Es war heute im Sitzungssaal B266 des Landgerichts München wie ein Ausflug in die Cyberwelt, in der keine Bewegung mit Handy unentdeckt bleibt. Quasi: „Big Brother ist watching you“. Denn der Sachverständige für Telekommunikationsdaten des Landeskriminalamts konnte in seinem Gutachten jedes Ein- und Ausloggen des Handys der Angeklagten zum fraglichen Zeitpunkt mit hoher Wahrscheinlichkeit rekonstruieren.
Vor allem im Erdgeschoss-Zimmer auf der Palliativ-Station des Krankenhauses Agatharied, in das Böck zuletzt verlegt wurde. Dort herrschte ausreichender bis guter Empfang. Mit den Angaben der Provider und aufgrund der Messungen im Krankenhauses hätte man feststellen können, so der Gutachter, dass sich die 53-Jährige Betreuerin von Böck in deren Zimmer am Todestag von 7:24 Uhr bis 9:18 Uhr durchgängig aufgehalten habe, zumindest sei das Handy ständig im Raum gewesen. Das LTE-Netz sei dort gut zu empfangen.
Handydaten belasten Angeklagte
Die Recherche dieser entscheidenden knapp zwei Stunden ist deswegen von Bedeutung, weil eine junge Stationsärztin bereits um 9:30 Uhr die Todesbescheinigung für Böck ausstellte. Aber um 8:30 Uhr wäre die schwerkranke Patientin noch von zwei Krankenschwestern bei ihrem morgendlichen Rundgang lebend angetroffen worden. Das „Szenario“ des LKA-Beamten dürfte die Angeklagte schwer belasten, da sie offenbar zum Todeszeitpunkt von Böck in deren Zimmer war, zumindest jedenfalls ihr Handy. Mit ihrem Vodafone-Smartphone soll Renate W. auch in den Tagen nach Böcks Tod reichlich telefoniert haben.
Diesmal aber, so der IT-Experte, aus den Funkzellen von Böcks Villa am Riedlerberg 20 in Kreuth. Denn W. wird mit drei weiteren Angeklagten unter anderem des Bandendiebstahls beschuldigt, der bereits vor Böcks Tod begonnen haben soll, wie mehrere Zeuginnen im Laufe des Verfahrens bestätigten.

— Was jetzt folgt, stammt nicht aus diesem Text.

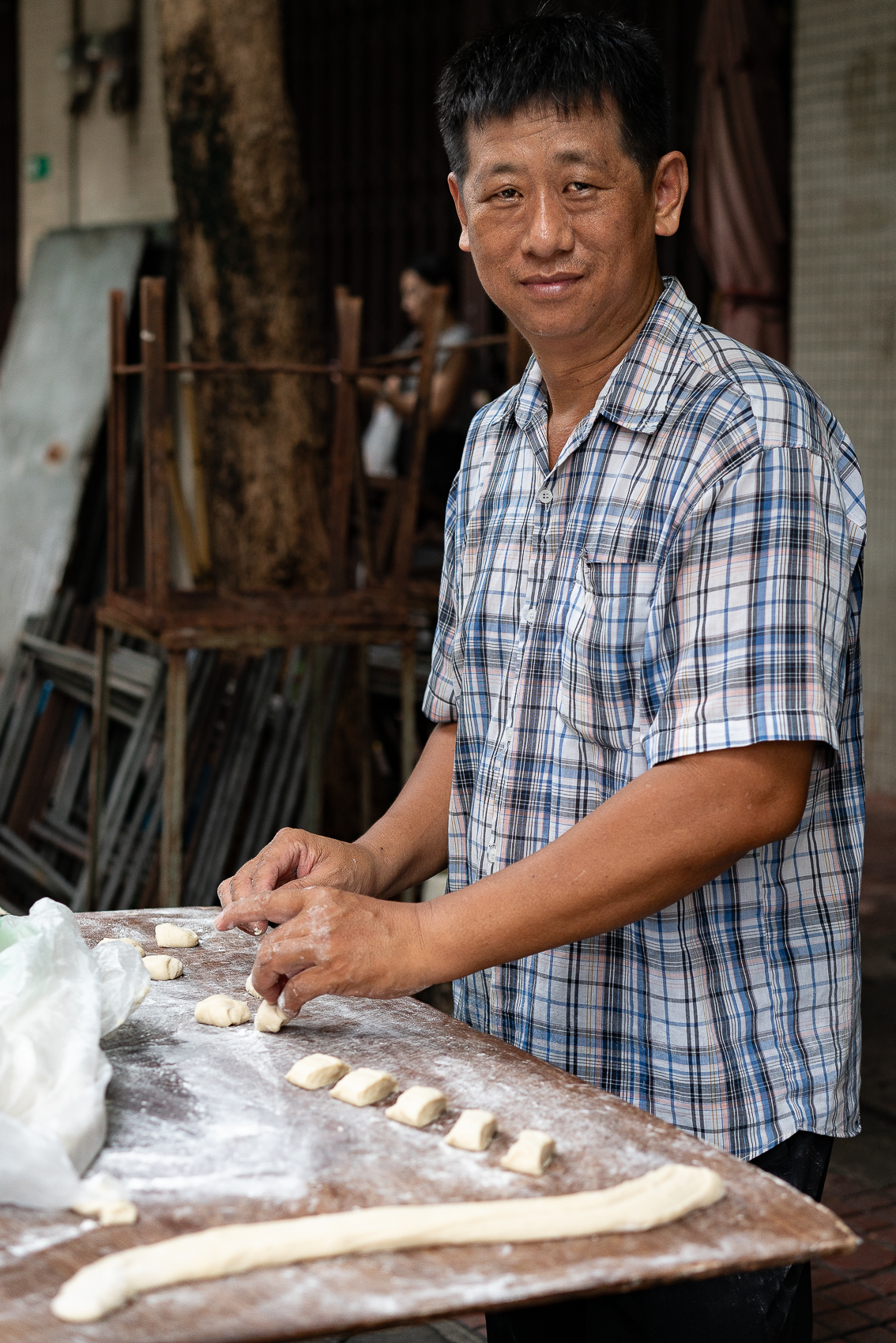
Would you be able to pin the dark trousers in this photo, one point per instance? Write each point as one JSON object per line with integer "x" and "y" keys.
{"x": 773, "y": 1306}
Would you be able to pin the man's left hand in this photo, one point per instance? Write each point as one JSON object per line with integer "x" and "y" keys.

Deshalb sei auch der Wiesseer Polizeibeamte Anton S. nach Kreuth gerufen worden, wie er heute als Zeuge aussagte. Nachbarn hätten ihn am 26. März 2016 verständigt, weil viele Gegenstände aus dem Haus in mehrere Fahrzeuge verladen würden. Bei seiner Spurensuche im Rupertihof, in dem Böck zuletzt wohnte, sei er in deren Zimmer auch auf ihr Testament vom Oktober 2015 gestoßen, beurkundet von einem Tegernseer Notar.
Böck war eine „schwierige Person“
Der Krankenschwester Sigrid S. aus Agatharied sei noch die Nacht vom 19. auf 20. März in besonderer Erinnerung. Denn nach Mitternacht sei der mitangeklagte bulgarische Hausmeister von Böck, Georgiev Z., in Begleitung von Renate W., auf die Station gekommen und habe um die Herausgabe des Kellerschlüssels von Böcks Villa gebeten, den die 58-Jährige aushändigte. Einen Besuch von „Betty“ in deren Zimmer habe sie aber verwehrt, „weil dies zu spät ist“. Der Schlüssel sei aber am Folgetag wieder abgegeben worden.
Bereits vor über 20 Jahren kam ein Kontakt von Böck mit dem Heimatforscher Benno E. aus Dürnbach zustande. Er sollte ein Bauernschlafzimmer der Kunsthändlerin Böck für das Tegernseer Heimatmuseum übernehmen. Doch aus dem Handel wurde nichts. Viele Jahre später dachte Böck wohl bereits an ihren Tod und eine entsprechend würdige Trauerfeier. Wegen der Musik sollte sich E. schon mal Gedanken machen.
In den letzten Wochen von Böck hatte der 82-Jährige dann mehr Kontakt zu der „eher schwierigen Person“. Sie sei aber immer „eine gute Haut gewesen“, weil sie „viel an verschiedene Organisationen gespendet“ habe. Auch am 22. März 2016, dem Todestag von Böck, habe Benno E. mit der Angeklagten telefoniert. Laut Kommunikationsdaten morgens um 8:19 Uhr vier Minuten und 10:55 Uhr dann zehn Minuten. Beim letzten Gespräch mit „Renate“ habe er womöglich vom Tod Böcks erfahren. Über Gesprächsinhalte konnte der LKA-Beamte aber nichts sagen.